In honor of the Thanksgiving holiday this week, GreenBiz has compiled an anti-highlight reel of five turkeys who dominated the bad news in sustainable business during the last year.

Who else should make the list? Let us know in the comments below.

Volkswagen (and Audi and Porsche) cheat on carbon

It's hard to plead ignorance when your country is reaping the branding benefits of being best-in-class for sustainability while intentionally manipulating performance on mandatory environmental product testing. Yet that's exactly what German auto giant Volkswagen AG did with a "defeat device" installed in millions of diesel-powered vehicles.

Two other well-known auto brands owned by Volkswagen, Audi and Porsche, also have been implicated by the Environmental Protection Agency, making it unclear how much the ordeal could end up costing the company.

Exxon Mobil caught in climate cover-up

While the Volkswagen scandal spans several years, dating back to cars hitting the road in 2008, the $340-billion oil giant Exxon Mobil set an even bleaker record for a long-term cover up of environmental damage when it was revealed that state investigators are looking into whether the company lied to investors about the link between its products and climate change.

Other fossil fuel companies, such as Peabody Energy in the coal industry, are also under the miscroscope for how they have or haven't adapted their businesses to internal research on the detrimental environmental impacts of carbon emissions.

Shell sets sail for the Arctic

In the category of more-than-dubious decision making at oil companies, few could forget Royal Dutch Shell's defiant attempts to set up an offshore drilling operation in the Arctic, pouring $7 billion into the ill-fated effort.

While we're at it, throw BP into the mix of oil titans finding ever-more ways to wring money out of environmental destruction.
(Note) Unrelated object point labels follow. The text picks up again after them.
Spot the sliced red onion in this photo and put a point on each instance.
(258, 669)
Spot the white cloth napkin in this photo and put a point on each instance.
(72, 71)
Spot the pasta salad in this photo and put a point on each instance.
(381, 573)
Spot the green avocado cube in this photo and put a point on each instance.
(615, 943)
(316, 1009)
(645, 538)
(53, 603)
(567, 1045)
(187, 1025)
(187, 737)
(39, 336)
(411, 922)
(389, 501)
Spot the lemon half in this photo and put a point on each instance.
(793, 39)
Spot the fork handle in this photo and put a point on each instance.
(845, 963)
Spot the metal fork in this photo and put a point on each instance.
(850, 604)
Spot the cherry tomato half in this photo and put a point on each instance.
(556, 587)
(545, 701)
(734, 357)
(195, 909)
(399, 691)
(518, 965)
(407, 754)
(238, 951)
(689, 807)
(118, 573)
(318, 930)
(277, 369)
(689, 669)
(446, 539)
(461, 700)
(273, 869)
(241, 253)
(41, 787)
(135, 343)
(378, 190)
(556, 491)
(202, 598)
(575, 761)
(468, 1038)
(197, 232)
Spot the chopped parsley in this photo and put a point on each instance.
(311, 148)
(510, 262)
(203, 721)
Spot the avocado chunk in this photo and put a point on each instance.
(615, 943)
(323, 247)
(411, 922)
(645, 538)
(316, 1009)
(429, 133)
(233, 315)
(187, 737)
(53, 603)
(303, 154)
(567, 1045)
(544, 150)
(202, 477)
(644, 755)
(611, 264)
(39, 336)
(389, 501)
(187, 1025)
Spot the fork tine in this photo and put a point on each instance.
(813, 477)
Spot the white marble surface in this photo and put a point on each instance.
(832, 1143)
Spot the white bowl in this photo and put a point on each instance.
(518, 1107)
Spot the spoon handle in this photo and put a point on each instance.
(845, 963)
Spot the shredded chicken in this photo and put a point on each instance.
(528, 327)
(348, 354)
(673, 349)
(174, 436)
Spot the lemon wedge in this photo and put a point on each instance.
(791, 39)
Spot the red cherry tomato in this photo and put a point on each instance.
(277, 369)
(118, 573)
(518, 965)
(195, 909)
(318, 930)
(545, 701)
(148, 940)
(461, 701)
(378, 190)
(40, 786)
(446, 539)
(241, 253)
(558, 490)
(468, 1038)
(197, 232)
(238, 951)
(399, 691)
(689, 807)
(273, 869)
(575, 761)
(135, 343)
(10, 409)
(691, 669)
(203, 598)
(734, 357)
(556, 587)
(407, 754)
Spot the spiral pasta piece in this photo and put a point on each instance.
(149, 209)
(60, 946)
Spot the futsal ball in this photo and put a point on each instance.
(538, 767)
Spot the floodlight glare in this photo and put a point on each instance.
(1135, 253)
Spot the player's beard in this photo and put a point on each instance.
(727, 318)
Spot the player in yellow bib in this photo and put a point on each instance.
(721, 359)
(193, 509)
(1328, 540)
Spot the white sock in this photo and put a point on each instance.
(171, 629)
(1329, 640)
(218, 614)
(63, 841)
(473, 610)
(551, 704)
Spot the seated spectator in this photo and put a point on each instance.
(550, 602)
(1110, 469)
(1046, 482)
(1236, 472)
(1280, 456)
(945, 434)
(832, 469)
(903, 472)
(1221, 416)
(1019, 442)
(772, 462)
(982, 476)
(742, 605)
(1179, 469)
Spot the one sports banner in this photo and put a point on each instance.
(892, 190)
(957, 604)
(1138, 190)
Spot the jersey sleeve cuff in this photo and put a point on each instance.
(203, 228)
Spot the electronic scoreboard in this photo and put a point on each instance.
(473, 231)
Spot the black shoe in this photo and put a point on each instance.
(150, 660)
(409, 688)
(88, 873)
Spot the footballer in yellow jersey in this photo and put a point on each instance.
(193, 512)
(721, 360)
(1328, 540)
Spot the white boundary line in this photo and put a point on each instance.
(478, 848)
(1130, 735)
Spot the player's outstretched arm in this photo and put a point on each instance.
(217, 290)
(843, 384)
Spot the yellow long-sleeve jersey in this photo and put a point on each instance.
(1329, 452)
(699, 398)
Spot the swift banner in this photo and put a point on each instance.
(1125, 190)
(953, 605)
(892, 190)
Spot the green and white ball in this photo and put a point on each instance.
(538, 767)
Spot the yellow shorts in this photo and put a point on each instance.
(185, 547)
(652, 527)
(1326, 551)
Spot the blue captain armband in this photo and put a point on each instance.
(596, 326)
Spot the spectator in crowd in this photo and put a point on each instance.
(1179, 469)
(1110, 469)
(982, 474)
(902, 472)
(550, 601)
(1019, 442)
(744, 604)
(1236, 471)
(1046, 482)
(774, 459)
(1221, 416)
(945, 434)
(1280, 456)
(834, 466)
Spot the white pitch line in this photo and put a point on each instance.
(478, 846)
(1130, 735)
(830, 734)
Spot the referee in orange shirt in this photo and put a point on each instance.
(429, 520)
The British company with a market cap of more than $101 billion is poised to claim a $5 billion tax deduction on its settlement with the U.S. Department of Justice over the 2010 Deepwater Horizon oil spill.

Yum Brands scrambles on supply chain in China

Sustainable supply chains have become a buzzy topic in the world of green business, and fast food conglomerate Yum Brands' travails in China help show why.

The parent company of KFC, Pizza Hut and Taco Bell struggled to come to terms with the fallout from multiple food sourcing scandals in China during recent years, including getting caught selling tainted meat in 2014. This year, in a nod to the fact that reining in such issues is no easy task, Yum announced that it would spin its Chinese holdings off into a separate company.

Subaru hits a labor roadblock

Sticking with supply chains, the Japanese automaker known for churning out affordable outdoorsy cars, Subaru, was the subject of a major expose this year on the role that marginalized migrant workers play in building those cars.

Low wages, vulnerable immigration situations and a lack of political or economic power all remain much bigger supply chain risks for large companies in sectors ranging from automotive to apparel to electronics.